To demonstrate that the testcross can be used to predict allelic differences between nontester alleles we analyzed a publicly available data set of male and female F1 Mus musculus brain RNA-seq from three different inbred mouse strains, CAST/EiJ, PWK/PhJ, and WSB/EiJ (Zou et al. 2014; Crowley et al. 2015). The authors provided two alternative notations for the inbred strains: CAST/EiJ = F, PWK/PhJ = G, and WSB/EiJ = H, or alternatively CAST/EiJ = CAST, PWK/PhJ = PWK, and WSB/EiJ= WSB. We denote each F1 sample by its maternal strain × paternal strain. For example, a CAST × WSB mouse is an offspring of a CAST/EiJ female that is mated with a WSB/EiJ male. This same F1 sample can be denoted as FH (short for F × H) in which an F male is mated with an H female. This shorter notation is used to label some tests/figures and the model results. For the original study, the main hypothesis of interest was a test of the null AI_FG =AI_GF, AI_GH =AI_HG, AI_FH =AI_HF, i.e. the absence of a parent-of-origin effect.
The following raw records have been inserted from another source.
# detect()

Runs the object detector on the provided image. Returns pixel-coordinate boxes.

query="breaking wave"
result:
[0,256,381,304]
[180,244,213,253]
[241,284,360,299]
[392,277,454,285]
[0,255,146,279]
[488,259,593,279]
We repeated the analysis with BayesASE, using the same read counts as the original work, and male and female offspring of each cross were analyzed separately as a series of pairwise analyses using the Bayesian model (León-Novelo et al. 2018) and not jointly (Zou et al. 2014).

The option of performing pairwise analysis of AI is a novel feature of our Bayesian model (León-Novelo et al. 2018), in which we introduced the possibility of analyzing AI in two different conditions or genotypes and at the same time testing the hypothesis of difference in the levels of AI between the two conditions. We indicate with H₁ the hypothesis of allelic balance in condition 1, with H₂ the hypothesis of allelic balance in condition 2, and with H₃ the hypothesis of no difference between the levels of AI in conditions 1 and 2 (Figure 1).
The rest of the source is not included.